The World Health Organization granted emergency authorization to a Covid-19 vaccine produced by Maryland-based Novavax and the Serum Institute of India, opening the door for the vaccine, also called Novavax, to be distributed to lower-income countries around the world.
The announcement was made on Friday, about six weeks after the company submitted its application. The news of its authorization came as governments around the world reimposed coronavirus restrictions, bracing themselves for a surge in cases brought on by Omicron, the new variant that appears to be the most contagious form of the disease yet. Its quick spread underscored the urgency of addressing vaccine inequity globally to stamp out the pandemic.
The approval of Novavax, which was expected to make up a significant portion of the world’s vaccine supply, could bring important change. Novavax announced an agreement in February to supply 1.1 billion doses to Covax, a United Nations-backed initiative to deliver vaccines to low- and middle-income countries. In September, Covax had to cut its projected delivery of doses in 2021 by a quarter, in part because Novavax had yet to win authorization for its vaccine.
The gap in vaccination rates between high-income countries, many of which now urge booster shots for most adults, and low-income countries remains staggering. Novavax’s clearance by the W.H.O. is likely to help bolster vaccine supplies for some of the world’s most at-risk populations.

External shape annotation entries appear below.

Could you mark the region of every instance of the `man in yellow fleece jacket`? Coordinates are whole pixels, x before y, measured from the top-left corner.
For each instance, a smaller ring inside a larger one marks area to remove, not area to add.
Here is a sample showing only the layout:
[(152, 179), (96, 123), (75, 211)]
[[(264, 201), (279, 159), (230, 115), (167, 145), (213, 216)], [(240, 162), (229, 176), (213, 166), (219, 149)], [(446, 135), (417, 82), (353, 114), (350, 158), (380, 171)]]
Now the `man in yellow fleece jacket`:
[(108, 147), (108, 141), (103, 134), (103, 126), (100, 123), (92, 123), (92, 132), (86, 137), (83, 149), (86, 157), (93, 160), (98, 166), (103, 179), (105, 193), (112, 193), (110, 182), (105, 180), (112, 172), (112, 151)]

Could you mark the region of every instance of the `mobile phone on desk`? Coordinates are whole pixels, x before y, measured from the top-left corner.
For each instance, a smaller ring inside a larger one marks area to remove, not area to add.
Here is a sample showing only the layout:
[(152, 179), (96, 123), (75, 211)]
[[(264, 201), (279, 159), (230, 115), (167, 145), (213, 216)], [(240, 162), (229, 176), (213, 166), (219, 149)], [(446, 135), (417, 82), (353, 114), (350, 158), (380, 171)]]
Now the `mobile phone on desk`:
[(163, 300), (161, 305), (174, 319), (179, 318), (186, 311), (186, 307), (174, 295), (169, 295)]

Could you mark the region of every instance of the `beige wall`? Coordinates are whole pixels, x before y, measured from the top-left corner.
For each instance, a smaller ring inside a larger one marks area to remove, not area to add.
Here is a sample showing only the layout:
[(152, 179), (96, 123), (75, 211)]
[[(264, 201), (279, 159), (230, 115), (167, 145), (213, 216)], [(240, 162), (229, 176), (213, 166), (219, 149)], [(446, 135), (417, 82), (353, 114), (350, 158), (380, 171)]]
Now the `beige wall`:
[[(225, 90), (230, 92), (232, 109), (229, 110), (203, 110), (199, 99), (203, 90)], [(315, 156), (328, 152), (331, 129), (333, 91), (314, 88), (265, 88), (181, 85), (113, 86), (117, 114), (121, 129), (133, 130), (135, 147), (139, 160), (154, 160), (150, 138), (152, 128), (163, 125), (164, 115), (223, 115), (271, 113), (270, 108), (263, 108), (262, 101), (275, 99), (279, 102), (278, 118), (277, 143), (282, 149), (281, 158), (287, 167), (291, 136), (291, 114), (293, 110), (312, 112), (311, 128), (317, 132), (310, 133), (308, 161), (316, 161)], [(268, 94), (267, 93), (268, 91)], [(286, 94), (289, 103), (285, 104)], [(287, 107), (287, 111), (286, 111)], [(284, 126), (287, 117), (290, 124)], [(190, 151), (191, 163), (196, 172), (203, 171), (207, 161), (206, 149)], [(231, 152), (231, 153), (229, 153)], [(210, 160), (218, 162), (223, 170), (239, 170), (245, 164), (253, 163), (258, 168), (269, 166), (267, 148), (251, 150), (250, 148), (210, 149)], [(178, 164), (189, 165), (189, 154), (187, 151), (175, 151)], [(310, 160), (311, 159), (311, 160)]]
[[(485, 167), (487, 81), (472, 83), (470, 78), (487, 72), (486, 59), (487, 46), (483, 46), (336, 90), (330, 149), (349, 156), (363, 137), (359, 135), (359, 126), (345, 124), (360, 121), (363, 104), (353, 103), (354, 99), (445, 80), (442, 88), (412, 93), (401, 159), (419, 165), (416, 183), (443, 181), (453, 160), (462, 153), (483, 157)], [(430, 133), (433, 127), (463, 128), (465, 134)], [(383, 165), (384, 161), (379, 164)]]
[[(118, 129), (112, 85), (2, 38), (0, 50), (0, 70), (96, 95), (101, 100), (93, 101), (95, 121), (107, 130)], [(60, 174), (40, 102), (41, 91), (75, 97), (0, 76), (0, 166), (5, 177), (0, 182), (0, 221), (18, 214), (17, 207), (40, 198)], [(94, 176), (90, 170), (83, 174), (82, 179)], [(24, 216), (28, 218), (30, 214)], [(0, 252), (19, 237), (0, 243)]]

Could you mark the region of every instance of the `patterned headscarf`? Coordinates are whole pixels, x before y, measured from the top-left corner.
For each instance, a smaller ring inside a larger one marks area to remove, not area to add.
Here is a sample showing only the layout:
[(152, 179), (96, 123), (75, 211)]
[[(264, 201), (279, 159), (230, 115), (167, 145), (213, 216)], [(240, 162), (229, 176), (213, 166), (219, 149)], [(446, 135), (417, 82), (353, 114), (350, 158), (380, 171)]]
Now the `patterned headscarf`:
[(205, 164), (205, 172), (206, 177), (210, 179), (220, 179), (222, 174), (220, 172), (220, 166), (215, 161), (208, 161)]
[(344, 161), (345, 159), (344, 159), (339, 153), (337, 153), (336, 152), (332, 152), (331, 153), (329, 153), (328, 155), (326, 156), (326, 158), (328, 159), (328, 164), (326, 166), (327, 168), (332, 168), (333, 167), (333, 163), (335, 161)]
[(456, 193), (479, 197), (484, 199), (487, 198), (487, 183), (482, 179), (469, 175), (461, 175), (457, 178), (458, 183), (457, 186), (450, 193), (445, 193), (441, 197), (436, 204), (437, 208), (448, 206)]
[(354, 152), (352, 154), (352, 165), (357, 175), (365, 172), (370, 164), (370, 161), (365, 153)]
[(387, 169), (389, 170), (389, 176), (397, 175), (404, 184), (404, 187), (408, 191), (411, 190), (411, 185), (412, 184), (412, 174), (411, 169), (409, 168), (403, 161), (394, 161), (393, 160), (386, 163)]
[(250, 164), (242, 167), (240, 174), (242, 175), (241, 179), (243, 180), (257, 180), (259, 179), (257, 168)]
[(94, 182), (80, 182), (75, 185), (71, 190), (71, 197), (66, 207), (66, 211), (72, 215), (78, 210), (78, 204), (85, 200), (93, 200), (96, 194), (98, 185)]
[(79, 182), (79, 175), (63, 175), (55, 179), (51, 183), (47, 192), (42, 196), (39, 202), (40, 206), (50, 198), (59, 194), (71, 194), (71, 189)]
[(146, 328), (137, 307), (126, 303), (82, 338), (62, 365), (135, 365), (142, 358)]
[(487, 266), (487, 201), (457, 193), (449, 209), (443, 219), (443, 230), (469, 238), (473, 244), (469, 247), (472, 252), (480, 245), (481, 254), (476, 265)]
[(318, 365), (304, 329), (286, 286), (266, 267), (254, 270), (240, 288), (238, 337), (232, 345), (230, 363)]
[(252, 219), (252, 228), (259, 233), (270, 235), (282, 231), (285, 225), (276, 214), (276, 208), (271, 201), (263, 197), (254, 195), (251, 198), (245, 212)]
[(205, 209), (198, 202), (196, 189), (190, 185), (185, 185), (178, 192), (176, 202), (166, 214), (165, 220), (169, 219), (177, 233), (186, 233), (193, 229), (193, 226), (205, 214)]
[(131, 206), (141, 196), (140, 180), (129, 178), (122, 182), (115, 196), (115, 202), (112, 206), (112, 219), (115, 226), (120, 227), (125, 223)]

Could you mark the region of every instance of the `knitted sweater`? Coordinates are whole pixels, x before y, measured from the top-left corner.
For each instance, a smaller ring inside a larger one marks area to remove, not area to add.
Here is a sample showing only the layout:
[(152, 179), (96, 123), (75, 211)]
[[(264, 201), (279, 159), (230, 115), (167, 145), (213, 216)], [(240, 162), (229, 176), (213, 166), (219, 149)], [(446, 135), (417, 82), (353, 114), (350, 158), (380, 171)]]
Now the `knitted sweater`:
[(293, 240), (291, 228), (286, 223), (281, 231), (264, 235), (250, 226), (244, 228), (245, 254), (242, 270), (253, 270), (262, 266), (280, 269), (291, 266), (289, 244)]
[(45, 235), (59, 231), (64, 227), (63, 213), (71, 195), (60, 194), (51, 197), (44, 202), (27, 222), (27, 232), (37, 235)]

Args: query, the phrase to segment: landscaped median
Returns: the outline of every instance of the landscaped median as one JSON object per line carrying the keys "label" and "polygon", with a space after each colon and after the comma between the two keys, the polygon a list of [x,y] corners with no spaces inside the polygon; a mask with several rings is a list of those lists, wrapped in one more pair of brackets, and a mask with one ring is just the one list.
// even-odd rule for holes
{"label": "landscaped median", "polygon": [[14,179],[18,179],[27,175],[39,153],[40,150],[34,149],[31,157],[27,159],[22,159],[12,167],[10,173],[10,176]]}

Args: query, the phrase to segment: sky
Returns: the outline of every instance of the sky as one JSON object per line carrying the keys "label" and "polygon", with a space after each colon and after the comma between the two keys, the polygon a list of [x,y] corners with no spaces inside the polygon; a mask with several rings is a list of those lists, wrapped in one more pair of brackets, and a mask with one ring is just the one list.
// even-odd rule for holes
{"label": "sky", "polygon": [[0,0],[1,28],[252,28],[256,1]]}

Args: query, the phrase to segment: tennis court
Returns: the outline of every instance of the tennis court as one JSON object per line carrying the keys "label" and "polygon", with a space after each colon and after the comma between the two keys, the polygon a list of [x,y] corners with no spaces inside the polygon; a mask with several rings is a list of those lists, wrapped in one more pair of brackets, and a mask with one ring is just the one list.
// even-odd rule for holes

“This listing aims to increase access particularly in lower-income countries, 41 of which have still not been able to vaccinate 10 percent of their populations, while 98 countries have not reached 40 percent,” Dr. Mariângela Simão, the W.H.O.’s assistant director general for access to medicines, said in a statement.
Novavax was the ninth vaccine granted emergency approval by the W.H.O.
Unlike Moderna and Pfizer-BioNTech’s mRNA vaccines, Novavax deploys an older technology that uses nanoparticles made of spike proteins to evoke an immune response. It can also be stored and shipped in normal refrigeration temperatures, increasing its accessibility for more countries.
Though it has been troubled by production delays, Novavax’s vaccine, which is a two-dose regimen, proved highly effective in clinical trials in the United States and abroad. In a trial involving about 30,000 people, the vaccine demonstrated an overall efficacy of 90.4 percent, according to results published Wednesday in the New England Journal of Medicine. Novavax’s efficacy against moderate or severe disease was 100 percent.
Novavax won its first authorization from Indonesia last month, and soon after was approved for use in the Philippines. The company also said it would submit an application to the U.S. Food and Drug Administration by the end of the year.